La scienza, come sempre, rappresenta un terreno solido ma soffice allo stesso tempo, così come le nostre colonne d’Ercole moderne. Se facciamo quello che dobbiamo, gli obiettivi, anche i più ambiziosi, sono ora alla nostra portata. Ma se andassimo a finire sull’onda sbagliata e la corrente ci trasportasse via, allora potremo esplorare territori sconosciuti dei quali non si conoscono i rischi. E su questo la scienza è sempre stata molto  chiara. Non solo ci ha sempre dato una panoramica e una prospettiva netta sulle cose da fare a livello globale, ma ci dà una visione illuminante su come possiamo vivere le nostre città ogni giorno, su quanto la nostra qualità di vita sia migliorabile e le comunità possano rigenerare risorse.

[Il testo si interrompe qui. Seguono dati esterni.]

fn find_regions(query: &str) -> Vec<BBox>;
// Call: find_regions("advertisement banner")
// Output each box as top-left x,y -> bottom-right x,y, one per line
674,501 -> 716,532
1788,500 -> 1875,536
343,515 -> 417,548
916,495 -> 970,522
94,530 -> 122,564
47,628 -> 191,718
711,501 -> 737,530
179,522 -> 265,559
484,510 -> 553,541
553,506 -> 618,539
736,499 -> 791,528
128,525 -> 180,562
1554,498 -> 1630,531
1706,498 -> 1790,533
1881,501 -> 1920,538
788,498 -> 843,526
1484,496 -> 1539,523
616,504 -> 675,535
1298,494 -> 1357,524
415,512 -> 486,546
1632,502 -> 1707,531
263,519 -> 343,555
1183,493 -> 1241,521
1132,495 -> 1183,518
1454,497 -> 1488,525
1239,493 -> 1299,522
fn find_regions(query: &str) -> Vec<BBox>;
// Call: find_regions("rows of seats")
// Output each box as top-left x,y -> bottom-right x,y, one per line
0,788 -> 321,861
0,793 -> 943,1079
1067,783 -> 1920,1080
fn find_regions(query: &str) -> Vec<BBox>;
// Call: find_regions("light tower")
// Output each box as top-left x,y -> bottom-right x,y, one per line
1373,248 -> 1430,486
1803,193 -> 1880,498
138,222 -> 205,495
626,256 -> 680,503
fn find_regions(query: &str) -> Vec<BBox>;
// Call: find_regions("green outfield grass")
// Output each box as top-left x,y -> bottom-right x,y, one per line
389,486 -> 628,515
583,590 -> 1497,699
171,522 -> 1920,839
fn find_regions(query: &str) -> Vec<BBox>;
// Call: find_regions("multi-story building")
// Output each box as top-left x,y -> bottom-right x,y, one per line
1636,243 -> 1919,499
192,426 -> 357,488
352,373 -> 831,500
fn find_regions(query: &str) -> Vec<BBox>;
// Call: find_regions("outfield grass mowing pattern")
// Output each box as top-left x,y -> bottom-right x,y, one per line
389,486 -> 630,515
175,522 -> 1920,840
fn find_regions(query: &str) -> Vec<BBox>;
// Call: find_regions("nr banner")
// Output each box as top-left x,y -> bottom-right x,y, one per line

La scienza ci indica come certi servizi nelle città possono migliorare esponenzialmente la nostra qualità di vita. Allora, è necessario, quanto prima, che i profitti delle grandi aziende del fossile, destinati a ingrassare le tasche degli azionisti, vadano invece a sostenere i servizi. Si, ma quali? I servizi nelle città, le CERS e i trasporti rinnovabili, sostenibili e capillari”.